It’s 11 P.M. You may be thinking, aren’t you supposed to be asleep? Well, here’s the thing. By and large I slept until 4 this afternoon. And I’ve got to be awake at sometime I reckon. So 11 P.M. it is.

One silver lining to this Ebola thing is that I’ve been having these really vivid (and wonderfully bizarre) dreams. The other night I had one that I was returning to Bethany to play one more year of college soccer. My college coach, JC, was still the coach. The program was in trouble so I decided to move back to West Virginia to help them out (because yeah, like I’m the solution). So I met with JC and told him that I could help, but I had one demand. My legs would hurt so agonizingly bad after practices or games that I required post-soccer leg massages or else I wouldn’t be able to walk. It just got worse from there, because although my demands were being met, I still could barely walk, and often I couldn’t walk at all. I would try so hard to move my legs but they just wouldn’t go anywhere… which could have been part of the reason I was failing my classes. The remainder of the reason was threefold: 1) I could never find my class and usually ended up sitting in the wrong class; 2) My professors hated me because, well, they just hated me; and 3) I was always completely unprepared. I couldn’t find my books. Couldn’t find my assignments. And when I did manage to stumble into the proper class, I realized I had no idea what anyone was talking about. And I mean NONE whatsoever. The subject matter was completely foreign to me (so let’s assume it was some type of math). And just to throw a cherry on my sundae, all the other students hated me and no one would speak to me.

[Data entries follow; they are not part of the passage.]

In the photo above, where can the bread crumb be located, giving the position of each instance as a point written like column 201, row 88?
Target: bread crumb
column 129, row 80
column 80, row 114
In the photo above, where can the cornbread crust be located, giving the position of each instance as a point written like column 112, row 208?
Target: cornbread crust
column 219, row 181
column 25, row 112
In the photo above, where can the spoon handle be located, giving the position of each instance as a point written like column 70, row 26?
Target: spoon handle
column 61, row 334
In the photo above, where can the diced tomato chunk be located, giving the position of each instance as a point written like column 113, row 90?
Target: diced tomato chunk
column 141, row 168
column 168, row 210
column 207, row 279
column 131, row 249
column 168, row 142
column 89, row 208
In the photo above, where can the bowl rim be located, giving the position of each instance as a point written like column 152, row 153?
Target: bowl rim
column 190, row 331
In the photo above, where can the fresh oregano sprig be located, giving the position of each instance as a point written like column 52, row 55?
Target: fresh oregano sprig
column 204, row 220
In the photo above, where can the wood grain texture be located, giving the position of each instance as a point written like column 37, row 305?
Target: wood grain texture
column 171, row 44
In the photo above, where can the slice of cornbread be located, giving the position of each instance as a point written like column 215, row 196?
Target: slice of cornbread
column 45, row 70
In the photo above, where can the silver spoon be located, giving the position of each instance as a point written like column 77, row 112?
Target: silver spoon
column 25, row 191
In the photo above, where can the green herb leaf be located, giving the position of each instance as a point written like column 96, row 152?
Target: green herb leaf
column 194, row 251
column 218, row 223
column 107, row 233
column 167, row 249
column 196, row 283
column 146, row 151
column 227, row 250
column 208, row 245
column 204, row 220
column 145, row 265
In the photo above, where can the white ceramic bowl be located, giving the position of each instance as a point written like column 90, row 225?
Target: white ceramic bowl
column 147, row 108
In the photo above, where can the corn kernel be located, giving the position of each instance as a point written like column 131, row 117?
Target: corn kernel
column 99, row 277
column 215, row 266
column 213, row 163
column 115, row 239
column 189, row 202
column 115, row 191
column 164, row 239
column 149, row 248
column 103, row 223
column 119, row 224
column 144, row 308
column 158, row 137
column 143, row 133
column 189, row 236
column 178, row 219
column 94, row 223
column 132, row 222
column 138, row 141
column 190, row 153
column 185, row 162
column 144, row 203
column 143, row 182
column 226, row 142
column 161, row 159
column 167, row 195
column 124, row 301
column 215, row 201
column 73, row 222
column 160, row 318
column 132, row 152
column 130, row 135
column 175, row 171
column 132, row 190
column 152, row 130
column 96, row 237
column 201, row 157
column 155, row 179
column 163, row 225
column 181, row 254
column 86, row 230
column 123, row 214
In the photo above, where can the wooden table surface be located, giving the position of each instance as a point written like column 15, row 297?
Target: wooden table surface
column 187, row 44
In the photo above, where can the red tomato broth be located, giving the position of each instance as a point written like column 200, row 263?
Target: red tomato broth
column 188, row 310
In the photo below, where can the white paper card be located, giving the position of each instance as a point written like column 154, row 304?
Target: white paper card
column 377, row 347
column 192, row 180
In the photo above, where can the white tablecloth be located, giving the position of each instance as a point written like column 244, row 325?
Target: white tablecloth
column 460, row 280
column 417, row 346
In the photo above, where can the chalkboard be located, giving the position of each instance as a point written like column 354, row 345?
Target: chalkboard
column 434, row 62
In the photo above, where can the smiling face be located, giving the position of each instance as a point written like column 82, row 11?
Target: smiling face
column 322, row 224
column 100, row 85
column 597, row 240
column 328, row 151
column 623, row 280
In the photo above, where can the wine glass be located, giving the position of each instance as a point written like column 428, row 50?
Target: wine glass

But the real highlight of the dream was the game. I was going to play college soccer again, so that gets a big WooHoo! Except, in a town of 1,500 where I spent five years, I couldn’t find my own soccer field. And when I did, there were only five minutes left in the game. It completely sucked.

It was the most frustrating dream of my life. When I woke up, everything was all too familiar. I’ve had all three pieces of that dream before – the aching legs that just won’t move; the academic ineptitude; and the missed soccer game. But I don’t think I’ve ever had all three at once. It was my nightmare Triple Crown. I’m no Freud, but I’m going to wager a guess. The three notable qualities of the dream were immobility, unpreparedness and frustration. Sounds like a guy without a vehicle who is stuck on a couch with the holidays approaching and a heckuva lot to do. Feel free to mail me my Ph.D.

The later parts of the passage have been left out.